Perhaps some of this would have already been the case under Iowa statutes — such restrictions are primarily the consequences of antidiscrimination statutes, not of same-sex marriage as such. And the conclusion that the government generally may not discriminate based on sexual orientation is distinguishable from a conclusion that private entities generally may not discriminate based on sexual orientation, or that individuals may not say things that create an “offensive environment” based on sexual orientation.

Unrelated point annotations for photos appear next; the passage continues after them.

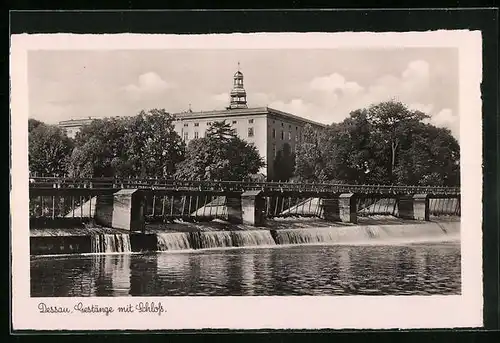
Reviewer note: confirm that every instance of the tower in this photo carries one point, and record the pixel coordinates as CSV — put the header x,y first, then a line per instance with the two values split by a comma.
x,y
238,93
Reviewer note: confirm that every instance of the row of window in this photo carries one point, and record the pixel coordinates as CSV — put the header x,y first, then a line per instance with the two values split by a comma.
x,y
250,121
275,153
283,135
250,133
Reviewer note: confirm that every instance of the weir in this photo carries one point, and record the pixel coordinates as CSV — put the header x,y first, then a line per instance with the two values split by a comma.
x,y
173,241
178,241
110,243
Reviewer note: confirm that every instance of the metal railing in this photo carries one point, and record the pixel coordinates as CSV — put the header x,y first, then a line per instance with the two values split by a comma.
x,y
194,185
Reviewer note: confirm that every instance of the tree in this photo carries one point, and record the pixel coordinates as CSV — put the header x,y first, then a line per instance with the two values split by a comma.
x,y
48,149
284,164
33,124
153,146
308,161
145,145
393,121
220,155
383,144
101,149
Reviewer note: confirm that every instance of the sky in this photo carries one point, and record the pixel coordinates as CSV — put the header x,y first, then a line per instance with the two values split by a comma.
x,y
321,85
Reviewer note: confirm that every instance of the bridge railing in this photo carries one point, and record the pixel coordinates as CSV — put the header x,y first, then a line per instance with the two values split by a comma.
x,y
156,183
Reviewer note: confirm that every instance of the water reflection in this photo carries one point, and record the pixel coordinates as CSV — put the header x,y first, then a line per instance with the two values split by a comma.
x,y
294,270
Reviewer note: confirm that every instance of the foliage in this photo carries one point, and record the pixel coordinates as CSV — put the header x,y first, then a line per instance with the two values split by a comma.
x,y
284,164
220,155
33,124
383,144
145,145
48,149
309,162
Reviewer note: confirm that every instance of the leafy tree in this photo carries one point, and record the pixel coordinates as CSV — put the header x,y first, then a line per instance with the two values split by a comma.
x,y
383,144
153,146
145,145
101,149
48,149
308,161
220,155
393,122
33,124
284,164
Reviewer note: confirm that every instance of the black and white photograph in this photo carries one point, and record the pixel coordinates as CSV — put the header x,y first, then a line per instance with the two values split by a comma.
x,y
239,171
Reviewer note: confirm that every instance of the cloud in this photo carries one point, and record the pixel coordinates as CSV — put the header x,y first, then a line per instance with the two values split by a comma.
x,y
148,83
334,82
222,97
424,108
331,98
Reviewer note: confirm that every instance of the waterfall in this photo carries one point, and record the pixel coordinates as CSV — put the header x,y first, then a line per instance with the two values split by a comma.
x,y
217,239
367,234
252,238
173,241
108,243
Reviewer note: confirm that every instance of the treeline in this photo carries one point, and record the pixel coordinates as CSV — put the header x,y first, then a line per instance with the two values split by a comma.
x,y
145,145
383,144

But as we saw, that two things are distinguishable does not mean that they will be distinguished, and a governmental judgment in one field may be used by other governmental decisionmakers as a reason to push further in another field, whether in interpreting a vague statute, enacting a new statute, or repealing an exemption in an old statute. And such decisions can have effects on other states as well: Consider the Iowa Supreme Court’s extensive citations to similar decisions in other states, which I suspect considerably emboldened the Iowa Justices. For some much more detailed and concrete discussion of how the slippage can work — and I’ve long stressed that investigating the risk of slippage requires getting detailed and concrete — see this article I wrote on Same-Sex Marriage and Slippery Slopes that I wrote a few years ago.
So I stress again: Perhaps such slippage would be good, or even if it isn’t good, the same-sex marriage decision is so good that it should be embraced regardless of the risk of slippage. But I don’t think it’s credible at this point to just casually dismiss the possibility of slippage in this area, given how many slippery slope effects we have already seen.